Partial Text: Innate inflammatory responses play a critical role in controlling pathogens . However, protozoan parasites such as Leishmania evolved strategies to avoid phagocyte activation by seizing control of key signalling pathways, therefore favouring their invasion and survival within the host cell . We recently reported that the protein tyrosine phosphatase (PTP) SHP-1 plays a pivotal role in taming down phagocyte-mediated inflammatory responses . For instance, we showed that in the absence of SHP-1, several pro-inflammatory cytokines (e.g. IL-1β, IL-6, TNFα) and chemokines, as well as inflammatory neutrophil recruitment were all exacerbated by Leishmania infection . Of interest, we also found that LPS mediates an excessive inflammatory response in the absence of SHP-1, therefore suggesting that SHP-1 could exert its negative regulatory action via Toll like receptor (TLR) signalling.

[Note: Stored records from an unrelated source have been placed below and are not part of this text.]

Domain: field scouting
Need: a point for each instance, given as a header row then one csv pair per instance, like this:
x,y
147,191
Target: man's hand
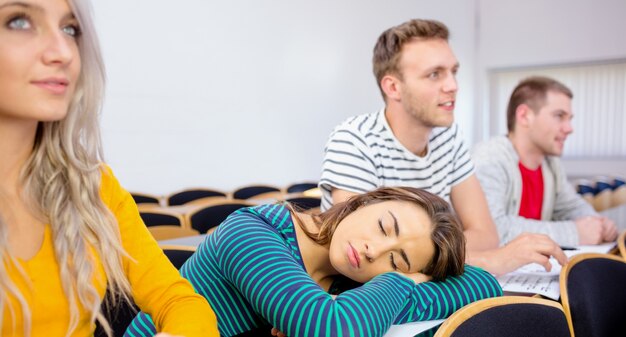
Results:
x,y
594,230
524,249
609,232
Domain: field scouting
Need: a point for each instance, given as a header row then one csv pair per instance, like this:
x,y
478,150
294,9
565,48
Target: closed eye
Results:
x,y
393,263
380,225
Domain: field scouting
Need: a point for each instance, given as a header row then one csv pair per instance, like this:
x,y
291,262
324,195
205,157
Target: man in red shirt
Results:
x,y
522,177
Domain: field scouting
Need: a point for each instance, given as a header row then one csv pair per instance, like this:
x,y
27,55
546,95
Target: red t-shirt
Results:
x,y
532,193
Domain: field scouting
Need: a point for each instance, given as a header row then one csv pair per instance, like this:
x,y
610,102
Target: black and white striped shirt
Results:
x,y
362,154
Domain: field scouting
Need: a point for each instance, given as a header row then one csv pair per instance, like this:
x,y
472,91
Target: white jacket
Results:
x,y
498,172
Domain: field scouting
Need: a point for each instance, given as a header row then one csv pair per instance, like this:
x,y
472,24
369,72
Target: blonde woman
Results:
x,y
68,231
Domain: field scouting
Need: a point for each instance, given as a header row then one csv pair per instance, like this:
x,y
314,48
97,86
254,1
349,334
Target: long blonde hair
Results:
x,y
62,177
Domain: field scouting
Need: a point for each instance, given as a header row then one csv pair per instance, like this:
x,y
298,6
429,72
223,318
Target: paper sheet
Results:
x,y
534,279
411,329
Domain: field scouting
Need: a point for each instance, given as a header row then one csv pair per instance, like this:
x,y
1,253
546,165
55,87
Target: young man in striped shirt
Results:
x,y
525,185
413,141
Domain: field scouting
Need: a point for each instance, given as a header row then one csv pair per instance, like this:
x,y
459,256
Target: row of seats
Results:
x,y
593,304
242,193
603,192
204,214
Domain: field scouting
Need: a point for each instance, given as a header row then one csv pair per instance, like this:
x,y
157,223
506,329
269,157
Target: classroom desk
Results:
x,y
617,214
403,330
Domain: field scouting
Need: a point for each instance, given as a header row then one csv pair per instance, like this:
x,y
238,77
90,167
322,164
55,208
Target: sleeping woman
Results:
x,y
389,256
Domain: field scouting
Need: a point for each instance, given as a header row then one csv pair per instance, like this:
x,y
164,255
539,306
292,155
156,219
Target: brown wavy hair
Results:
x,y
446,232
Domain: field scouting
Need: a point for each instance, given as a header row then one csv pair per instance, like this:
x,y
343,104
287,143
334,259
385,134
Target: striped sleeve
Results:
x,y
438,300
348,164
279,289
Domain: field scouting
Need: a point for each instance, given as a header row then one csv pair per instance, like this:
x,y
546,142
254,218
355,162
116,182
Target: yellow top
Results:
x,y
157,287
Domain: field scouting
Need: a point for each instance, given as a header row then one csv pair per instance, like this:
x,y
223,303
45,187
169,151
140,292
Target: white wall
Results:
x,y
514,34
226,93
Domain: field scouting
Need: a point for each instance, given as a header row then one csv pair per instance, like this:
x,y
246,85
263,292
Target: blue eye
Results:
x,y
380,225
20,22
71,30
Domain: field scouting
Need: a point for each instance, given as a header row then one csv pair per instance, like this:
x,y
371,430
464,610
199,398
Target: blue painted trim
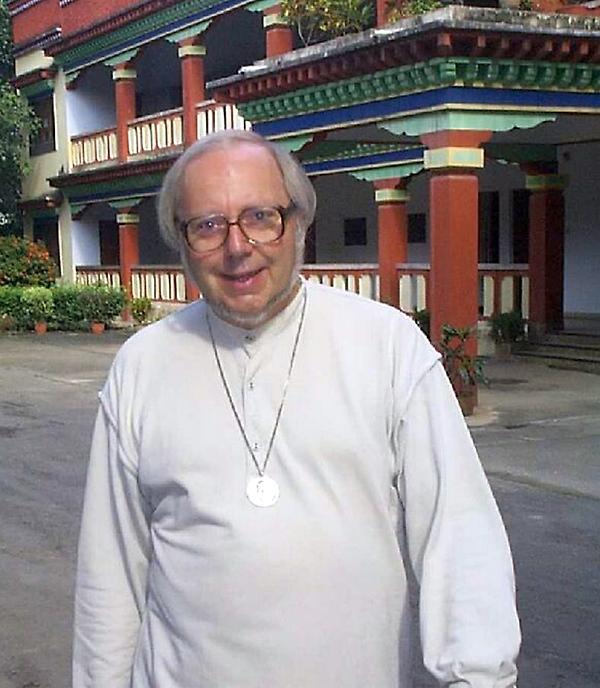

Leishmania has been reported to inhibit critical LPS-mediated MØ functions such as NO and pro-inflammatory cytokines (e.g. IL-12 and TNF) production ,,. Although mechanisms whereby NO is inhibited by Leishmania in response to IFN-γ have been well explored , our knowledge concerning the negative regulatory mechanisms leading to the down-regulation of LPS-mediated MØ functions in Leishmania-infected cells is limited. Herein, we provide the first demonstration that the Leishmania parasite can rapidly inactivate IRAK-1 kinase activity with the participation of SHP-1, therefore inhibiting MØ LPS-mediated functions. We further reveal that the mechanism by which this inactivation occurs is through the binding of SHP-1 to an evolutionarily-conserved ITIM-like motif located in the kinase domain of IRAK-1. This is the first demonstration that a pathogen can use a host PTP to inactivate IRAK-1 and therefore block signalling pathways ultimately leading to free radicals and pro-inflammatory cytokines production known to be detrimental to its survival.